En el rostro de Metran se dibujó una sonrisa de triunfo tan cruel que Jennifer no pudo soportarla y tuvo que desviar su mirada.
—Por fin ha llegado el día de mi venganza —exclamó el mago—. Oh, Garmisch, mi perdido rey: haré trizas al usurpador en su propio trono y con los huesos de la Casa de Ailell fabricaré copas para beber.
El cisne dejó ver sus antinaturales dientes.
—Me gustaría ver cómo lo haces —siseó.
—No lo dudo —dijo Galadan con ironía—. ¿Tienes algún recado para mí?

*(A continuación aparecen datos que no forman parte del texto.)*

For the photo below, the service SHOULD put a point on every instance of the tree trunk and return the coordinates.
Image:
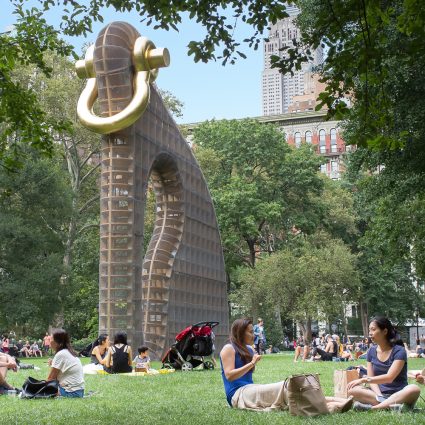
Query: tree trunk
(344, 323)
(278, 319)
(364, 315)
(251, 246)
(67, 264)
(307, 334)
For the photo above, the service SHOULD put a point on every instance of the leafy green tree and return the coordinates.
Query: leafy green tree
(34, 206)
(389, 227)
(32, 36)
(298, 280)
(261, 187)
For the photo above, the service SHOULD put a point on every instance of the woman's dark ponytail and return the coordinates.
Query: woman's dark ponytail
(393, 336)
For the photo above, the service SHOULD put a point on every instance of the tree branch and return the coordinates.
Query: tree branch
(87, 226)
(89, 173)
(88, 203)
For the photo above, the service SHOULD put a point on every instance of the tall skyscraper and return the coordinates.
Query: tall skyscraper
(278, 91)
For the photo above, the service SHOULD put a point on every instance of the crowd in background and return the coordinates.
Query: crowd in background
(10, 344)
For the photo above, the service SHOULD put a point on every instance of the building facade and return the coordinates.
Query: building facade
(311, 127)
(278, 91)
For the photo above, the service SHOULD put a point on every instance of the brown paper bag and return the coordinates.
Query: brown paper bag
(341, 380)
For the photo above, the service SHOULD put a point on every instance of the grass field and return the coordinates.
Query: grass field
(181, 398)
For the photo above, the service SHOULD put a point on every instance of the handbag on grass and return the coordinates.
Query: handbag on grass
(33, 388)
(305, 395)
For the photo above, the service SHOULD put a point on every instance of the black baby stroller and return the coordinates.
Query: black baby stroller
(192, 345)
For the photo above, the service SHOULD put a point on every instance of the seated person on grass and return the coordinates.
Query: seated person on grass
(26, 350)
(142, 360)
(118, 359)
(238, 361)
(100, 351)
(386, 372)
(66, 366)
(6, 363)
(36, 350)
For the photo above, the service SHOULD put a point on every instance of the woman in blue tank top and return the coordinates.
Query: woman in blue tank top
(386, 372)
(238, 361)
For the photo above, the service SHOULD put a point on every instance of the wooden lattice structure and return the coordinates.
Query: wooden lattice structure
(180, 280)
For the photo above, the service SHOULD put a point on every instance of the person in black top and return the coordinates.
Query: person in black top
(119, 357)
(330, 351)
(100, 351)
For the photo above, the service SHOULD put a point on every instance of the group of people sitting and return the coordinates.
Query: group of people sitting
(329, 348)
(384, 386)
(9, 345)
(118, 357)
(66, 367)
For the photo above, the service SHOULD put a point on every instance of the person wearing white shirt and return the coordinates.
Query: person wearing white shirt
(66, 366)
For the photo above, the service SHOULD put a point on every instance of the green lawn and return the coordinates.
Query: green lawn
(181, 398)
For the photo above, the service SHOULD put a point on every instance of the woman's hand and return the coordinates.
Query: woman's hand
(354, 383)
(256, 358)
(420, 378)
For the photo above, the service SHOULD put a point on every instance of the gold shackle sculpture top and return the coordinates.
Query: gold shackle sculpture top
(146, 60)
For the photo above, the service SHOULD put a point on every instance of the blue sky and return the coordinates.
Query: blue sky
(207, 90)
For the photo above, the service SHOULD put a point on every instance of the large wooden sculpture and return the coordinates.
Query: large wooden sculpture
(180, 279)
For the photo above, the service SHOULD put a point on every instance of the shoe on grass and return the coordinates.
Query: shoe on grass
(361, 407)
(347, 405)
(397, 407)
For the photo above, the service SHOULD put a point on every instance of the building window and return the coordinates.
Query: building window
(322, 141)
(297, 139)
(308, 138)
(333, 140)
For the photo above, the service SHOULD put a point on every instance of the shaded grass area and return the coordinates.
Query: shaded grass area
(182, 398)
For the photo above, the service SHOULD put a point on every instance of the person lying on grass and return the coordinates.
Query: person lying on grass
(238, 361)
(66, 366)
(386, 372)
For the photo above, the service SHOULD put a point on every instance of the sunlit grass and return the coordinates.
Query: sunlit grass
(181, 398)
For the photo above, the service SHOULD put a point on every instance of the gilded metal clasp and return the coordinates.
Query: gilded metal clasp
(147, 59)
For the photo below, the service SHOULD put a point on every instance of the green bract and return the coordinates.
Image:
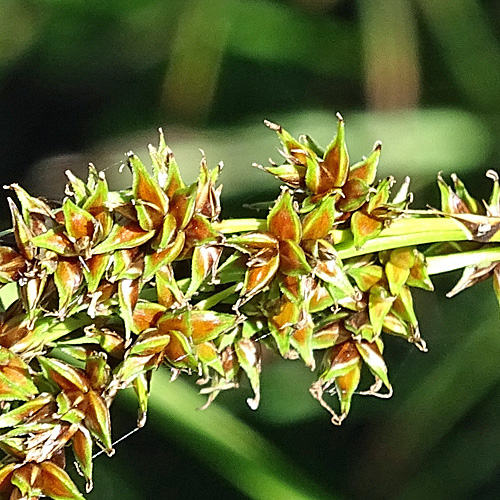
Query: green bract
(113, 284)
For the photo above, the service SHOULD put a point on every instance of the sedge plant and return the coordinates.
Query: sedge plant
(110, 285)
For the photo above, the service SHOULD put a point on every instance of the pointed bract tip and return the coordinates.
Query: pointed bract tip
(272, 126)
(492, 174)
(253, 403)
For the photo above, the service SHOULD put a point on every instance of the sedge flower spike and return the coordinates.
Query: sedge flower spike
(123, 282)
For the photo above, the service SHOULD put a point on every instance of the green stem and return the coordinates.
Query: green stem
(230, 226)
(402, 232)
(406, 232)
(451, 262)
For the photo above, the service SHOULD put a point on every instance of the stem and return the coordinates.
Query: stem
(401, 233)
(229, 226)
(407, 232)
(444, 263)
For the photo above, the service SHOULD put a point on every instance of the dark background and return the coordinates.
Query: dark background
(87, 80)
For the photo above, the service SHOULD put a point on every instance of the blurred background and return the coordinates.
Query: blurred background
(88, 80)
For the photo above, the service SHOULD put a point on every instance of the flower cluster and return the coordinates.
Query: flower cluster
(110, 285)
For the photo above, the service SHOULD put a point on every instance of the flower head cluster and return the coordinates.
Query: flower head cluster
(109, 285)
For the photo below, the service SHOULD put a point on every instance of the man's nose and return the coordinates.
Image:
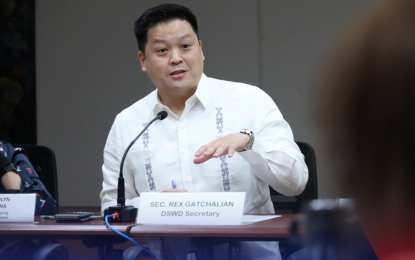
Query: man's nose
(176, 57)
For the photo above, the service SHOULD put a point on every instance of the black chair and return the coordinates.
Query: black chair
(293, 204)
(44, 162)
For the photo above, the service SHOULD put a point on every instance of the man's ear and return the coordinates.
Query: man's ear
(142, 58)
(200, 45)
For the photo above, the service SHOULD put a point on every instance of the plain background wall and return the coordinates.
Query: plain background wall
(87, 70)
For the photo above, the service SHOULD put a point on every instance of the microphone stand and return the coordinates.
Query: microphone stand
(127, 213)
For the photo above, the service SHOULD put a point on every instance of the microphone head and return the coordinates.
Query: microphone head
(161, 115)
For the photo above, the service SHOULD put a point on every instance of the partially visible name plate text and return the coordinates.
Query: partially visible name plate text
(186, 208)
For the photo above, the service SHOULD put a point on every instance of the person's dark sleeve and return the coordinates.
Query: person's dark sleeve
(45, 203)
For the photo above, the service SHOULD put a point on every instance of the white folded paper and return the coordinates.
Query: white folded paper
(17, 207)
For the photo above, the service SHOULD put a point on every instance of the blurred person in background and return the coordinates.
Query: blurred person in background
(368, 118)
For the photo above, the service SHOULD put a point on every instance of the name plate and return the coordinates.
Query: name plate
(186, 208)
(17, 207)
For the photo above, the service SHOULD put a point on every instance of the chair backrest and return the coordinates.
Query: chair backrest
(288, 204)
(43, 160)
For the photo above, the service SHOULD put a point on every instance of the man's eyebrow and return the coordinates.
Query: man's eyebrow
(163, 40)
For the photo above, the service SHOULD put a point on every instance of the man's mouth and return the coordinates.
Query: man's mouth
(177, 72)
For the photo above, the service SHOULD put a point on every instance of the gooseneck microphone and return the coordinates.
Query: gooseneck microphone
(127, 213)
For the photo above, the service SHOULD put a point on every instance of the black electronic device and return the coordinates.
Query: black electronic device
(127, 213)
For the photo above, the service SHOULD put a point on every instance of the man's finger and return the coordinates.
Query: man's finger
(219, 152)
(201, 150)
(201, 159)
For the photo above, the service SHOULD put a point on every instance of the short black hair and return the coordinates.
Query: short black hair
(161, 14)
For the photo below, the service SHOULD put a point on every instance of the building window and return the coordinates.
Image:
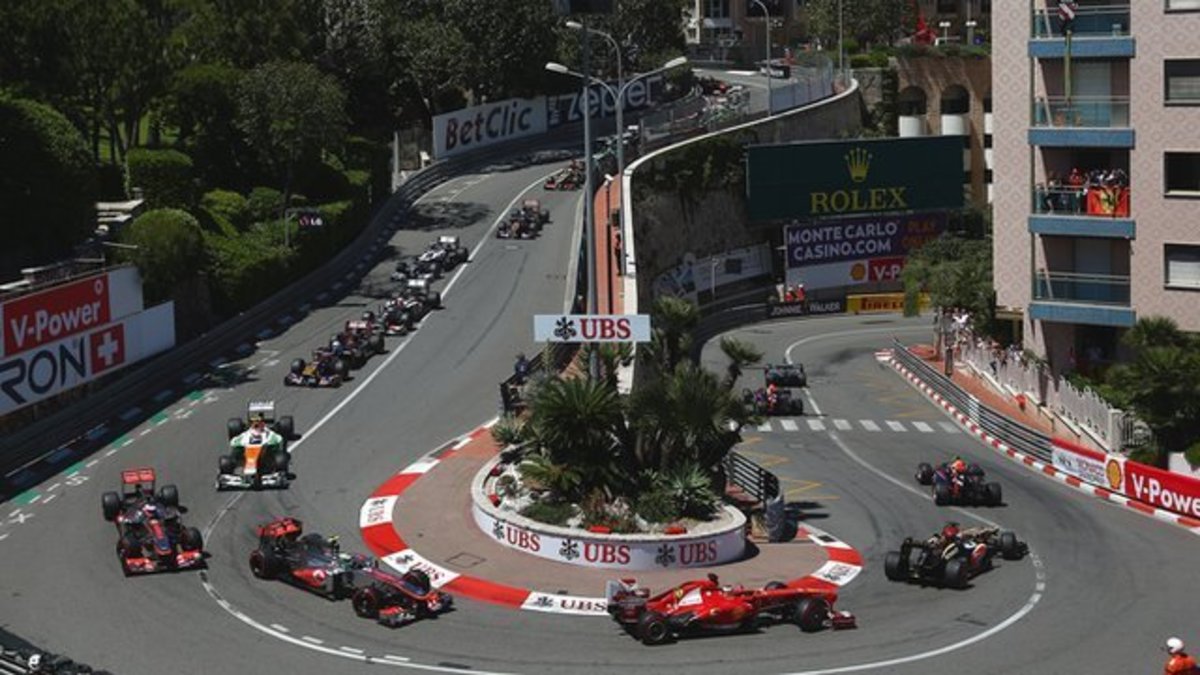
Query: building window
(1182, 266)
(1182, 78)
(1182, 174)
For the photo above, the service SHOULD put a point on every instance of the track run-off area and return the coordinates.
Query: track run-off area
(1101, 590)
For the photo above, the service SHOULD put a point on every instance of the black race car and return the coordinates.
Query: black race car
(316, 563)
(787, 375)
(967, 485)
(151, 535)
(953, 556)
(778, 402)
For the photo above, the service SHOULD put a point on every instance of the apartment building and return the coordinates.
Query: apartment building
(1097, 171)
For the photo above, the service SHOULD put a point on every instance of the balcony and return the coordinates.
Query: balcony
(1098, 33)
(1083, 211)
(1095, 299)
(1081, 121)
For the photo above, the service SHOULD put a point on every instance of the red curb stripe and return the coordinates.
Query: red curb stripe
(487, 591)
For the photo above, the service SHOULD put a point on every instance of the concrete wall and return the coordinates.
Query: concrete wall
(667, 225)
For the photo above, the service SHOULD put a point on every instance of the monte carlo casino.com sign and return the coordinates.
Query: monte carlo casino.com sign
(852, 210)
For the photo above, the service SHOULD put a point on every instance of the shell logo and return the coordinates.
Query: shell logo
(1113, 471)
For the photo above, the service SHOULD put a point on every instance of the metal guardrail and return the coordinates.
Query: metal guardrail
(1014, 434)
(756, 481)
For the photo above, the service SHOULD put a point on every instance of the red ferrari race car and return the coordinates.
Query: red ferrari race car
(707, 607)
(151, 536)
(316, 563)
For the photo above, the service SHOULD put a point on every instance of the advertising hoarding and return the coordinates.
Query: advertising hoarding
(841, 178)
(49, 369)
(480, 126)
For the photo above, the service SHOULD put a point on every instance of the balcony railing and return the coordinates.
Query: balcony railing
(1110, 21)
(1072, 287)
(1103, 112)
(1099, 202)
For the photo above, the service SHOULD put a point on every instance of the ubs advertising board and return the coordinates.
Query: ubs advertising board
(864, 250)
(845, 178)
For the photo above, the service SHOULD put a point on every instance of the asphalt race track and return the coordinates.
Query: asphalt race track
(1104, 589)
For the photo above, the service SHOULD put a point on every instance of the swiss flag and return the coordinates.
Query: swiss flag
(107, 348)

—Al norte —replicó el cisne—. Debes ir al norte con tus amigos. Y date prisa, queda poco tiempo.
—Muy bien —contestó Galadan—. Tengo sólo una cosa que hacer aquí. Luego me pondré en marcha.
—Date prisa —repitió el cisne—. Y ahora, vamonos.
—¡No! —gritó Jennifer, mientras la agarraban las frías manos de un svart.
Sus gritos llenaron el claro del bosque y cayeron en la nada. Cuando la ataron al lomo del gigantesco cisne, el denso y putrefacto hedor la ahogó. No podía respirar; al abrir la boca la sofocaban las plumas negras y, cuando dejaron la tierra y ascendieron por el cielo abrasador, Jennifer se desmayó por primera vez en su vida. Por eso no pudo ver el asombroso y espléndido arco que ella y el cisne trazaron en el cielo.
En el claro del bosque las figuras contemplaron cómo Avaia se llevaba a la muchacha hasta que desaparecieron en el blanco resplandor del cielo.
Metran se volvió hacia los demás, con una exultante alegría reflejada en sus ojos.
—¿Habéis oído? ¡La Caldera es mía!
—Eso parece —asintió Galadan—. ¿Te vas, pues, a través del agua?
—Ahora mismo. No pasará mucho tiempo sin que veas de lo que soy capaz.
Galadan hizo un gesto con la cabeza; de pronto lo asaltó un súbito pensamiento.
—Me pregunto si Denbarra comprende lo que todo esto significa. —Se volvió hacia la fuente—. Dime, amigo mío, ¿sabes lo que es esa Caldera?
Denbarra se agitó bajo el peso de aquella mirada.
—Entiendo lo que es necesario que sepa —dijo con voz enérgica—. Entiendo que con esa ayuda la Casa de Garantae volverá a reinar en Brennin.
Galadan lo miró un rato más y luego desvió su mirada despreciativamente.
—Merece su destino —le dijo a Metran—. Una fuente tan poco inteligente debe de ser muy conveniente para ti, ¿verdad? Yo, en cambio, me aburriría muchísimo.
Denbarra enrojeció, pero Metran permaneció impasible ante la pulla.
—Mi hermana-hijo es leal. Eso es una virtud —replicó, sin captar la ironía—. ¿Y qué vas a hacer tú ahora? Dijiste algo sobre un trabajo que tenías que hacer. ¿Puedo saber de qué se trata?
—Podrías, pero es evidente que no vas a saberlo. Agradéceselo a que soy muy prudente. Sólo te diré que debe consumarse una muerte.
La boca de Metran se crispó ante el insulto, pero no respondió.